Comme ce dernier ne répondait pas, Reese se retourna vers son patron et se figea. L'informaticien venait de mordre à nouveau dans son beignet et du sucre s'était égaré sur sa bouche. John déglutit péniblement, subjugué par les trainées blanches sur les lèvres du reclus. Interpelé par la question de son employé, Finch reposa sa pâtisserie et se leva de son siège pour venir se poster à côté de John et contempler le visage de leur nouvelle mission.
-Oui son numéro est tombé ce matin, il s'agit de James Leroy. Il est à la tête d'un atelier de maroquinerie de luxe dans l'Upper East Side, boutique que je connais pour y avoir mes habitudes. Je compte donc m'y rendre dès ce matin pour établir un premier contact.
John écoutait les explications de son patron d'une oreille distraite. Il ne regardait même pas la photographie de leur nouvelle cible. Toute son attention était focalisée sur la bouche de son partenaire qu'il fixait comme un affamé. Finch prit soudainement conscience du silence pesant qui régnait dans la bibliothèque. Il se tourna et se figea en voyant la lueur prédatrice dans les yeux de son agent. Gêné par l'intensité du regard d'acier sur sa bouche, il se passa la langue sur ses lèvres dans un geste inconscient et récupéra ainsi, sans le savoir, un peu de l'excédent de sucre mais pas tout. En effet, une légère trace persistait sur sa lèvre inférieure.
John, dont les yeux ne quittaient plus la trace, fit un pas vers son patron tout en avançant la main vers son visage. Finch, comme hypnotisé, ne fit aucun geste lorsque les doigts de son agent effleurèrent délicatement sa joue, se contentant de le fixer de ses grands yeux interrogateurs.
Reese caressa tendrement la joue de son patron alors que ses doigts glissaient lentement sur sa bouche qui s'entrouvrit spontanément. Du bout du pouce, l'agent recueillit les grains de sucre restant sur la lèvre inférieure de son patron mais son doigt s'attarda plus longtemps que nécessaire.

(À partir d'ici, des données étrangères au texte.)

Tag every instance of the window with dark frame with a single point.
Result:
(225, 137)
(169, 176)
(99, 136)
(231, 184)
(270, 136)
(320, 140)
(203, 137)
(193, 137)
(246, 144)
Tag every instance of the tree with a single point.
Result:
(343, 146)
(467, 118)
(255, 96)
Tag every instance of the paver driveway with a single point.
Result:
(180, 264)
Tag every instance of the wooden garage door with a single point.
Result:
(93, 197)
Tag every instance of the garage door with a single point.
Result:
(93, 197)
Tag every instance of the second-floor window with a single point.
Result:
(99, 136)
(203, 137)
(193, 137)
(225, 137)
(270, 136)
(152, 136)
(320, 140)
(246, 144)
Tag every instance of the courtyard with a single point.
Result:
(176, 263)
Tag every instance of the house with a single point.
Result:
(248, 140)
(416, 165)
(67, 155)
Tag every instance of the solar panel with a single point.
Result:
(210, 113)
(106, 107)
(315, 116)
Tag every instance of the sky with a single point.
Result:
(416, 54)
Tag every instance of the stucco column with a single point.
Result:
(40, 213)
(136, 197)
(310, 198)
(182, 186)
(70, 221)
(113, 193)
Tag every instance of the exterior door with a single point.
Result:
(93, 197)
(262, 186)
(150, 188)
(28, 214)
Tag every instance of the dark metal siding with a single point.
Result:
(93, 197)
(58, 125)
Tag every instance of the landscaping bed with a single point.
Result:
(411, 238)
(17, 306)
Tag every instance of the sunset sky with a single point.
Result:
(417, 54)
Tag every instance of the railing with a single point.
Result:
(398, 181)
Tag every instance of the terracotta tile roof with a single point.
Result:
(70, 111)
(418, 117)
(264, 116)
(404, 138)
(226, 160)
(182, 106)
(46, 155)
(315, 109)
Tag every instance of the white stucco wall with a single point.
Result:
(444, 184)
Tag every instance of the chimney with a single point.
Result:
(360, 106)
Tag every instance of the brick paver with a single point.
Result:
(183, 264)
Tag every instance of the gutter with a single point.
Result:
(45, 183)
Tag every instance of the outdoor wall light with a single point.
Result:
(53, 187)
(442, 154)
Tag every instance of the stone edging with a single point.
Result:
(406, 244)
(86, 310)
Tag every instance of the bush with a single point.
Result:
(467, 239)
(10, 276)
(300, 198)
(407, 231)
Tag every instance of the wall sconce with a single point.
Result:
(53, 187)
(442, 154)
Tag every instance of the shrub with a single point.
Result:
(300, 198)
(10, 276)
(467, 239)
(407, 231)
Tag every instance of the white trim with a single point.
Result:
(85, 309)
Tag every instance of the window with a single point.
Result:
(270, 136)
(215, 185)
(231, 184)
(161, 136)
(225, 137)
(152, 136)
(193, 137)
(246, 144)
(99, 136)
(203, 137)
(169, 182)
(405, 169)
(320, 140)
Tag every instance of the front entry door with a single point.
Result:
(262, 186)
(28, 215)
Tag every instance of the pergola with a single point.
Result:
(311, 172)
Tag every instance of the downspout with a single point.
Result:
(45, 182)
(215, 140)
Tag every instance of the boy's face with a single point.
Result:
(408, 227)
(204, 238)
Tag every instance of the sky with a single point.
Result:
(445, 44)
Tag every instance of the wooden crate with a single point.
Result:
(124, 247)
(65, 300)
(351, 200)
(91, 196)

Finch semblait tétanisé, les yeux écarquillés, les joues écarlates et la bouche entrouverte de surprise. John eut l'immense satisfaction de voir les belles prunelles bleues se troubler alors qu'il laissait son pouce caresser ses lèvres tentatrices. L'agent pensa qu'il pouvait très facilement se perdre dans le bleu de ses grands yeux qui le dévisageaient sans comprendre, et même s'y noyer s'il n'y prenait pas garde. Le pouls qu'il voyait battre de manière erratique dans le creux de son cou lui prouvait que le trouble était réciproque. Sa raison lui hurlait de désamorcer la situation, de s'écarter de son patron le plus rapidement possible, de détourner les yeux, sous peine de perdre totalement le contrôle. Et comme à son habitude, John trouva son Salut dans une phrase énigmatique, à mi-chemin entre le sérieux et l'humour.
-Faites attention à votre allure si vous allez sur le terrain. Il ne faudrait pas apparaître trop négligé, murmura Reese d'une voix rauque en portant son pouce à sa bouche pour y goûter le sucre récupéré sur celle de son patron, savourant ce baiser par procuration…
Si le ton était moqueur, la lueur dans ses yeux d'acier témoignait du profond émoi chez John. Finch déglutit avec difficulté, le regard un peu perdu. Après quelques secondes d'un silence chargé d'une tension terriblement érotique, les deux hommes reprirent progressivement pied avec la réalité.
-Heu…merci, répondit simplement Finch en s'essuyant inutilement les lèvres du revers de sa manche, geste hautement improbable pour quelqu'un d'aussi maniéré que lui, mais qui traduisait sa confusion.
-A votre service, répondit John en le fixant toujours aussi intensément.
Finch se tourna alors à nouveau vers la photographie. Il sembla hésiter puis reprit par le menu la liste des informations qu'il avait recueillies sur leur nouveau numéro. John fixait le profil de son patron sans rien dire, se contentant de l'observer reprendre sa posture rigide et professionnel. Si le débit un peu trop rapide de ses paroles était le seul indice de son trouble, ses joues reprenaient progressivement leur couleur pâle habituelle.
Un sourire rêveur étira les lèvres de Reese. Voilà une journée qui commençait bien. Oui, il aimait vraiment sa nouvelle vie.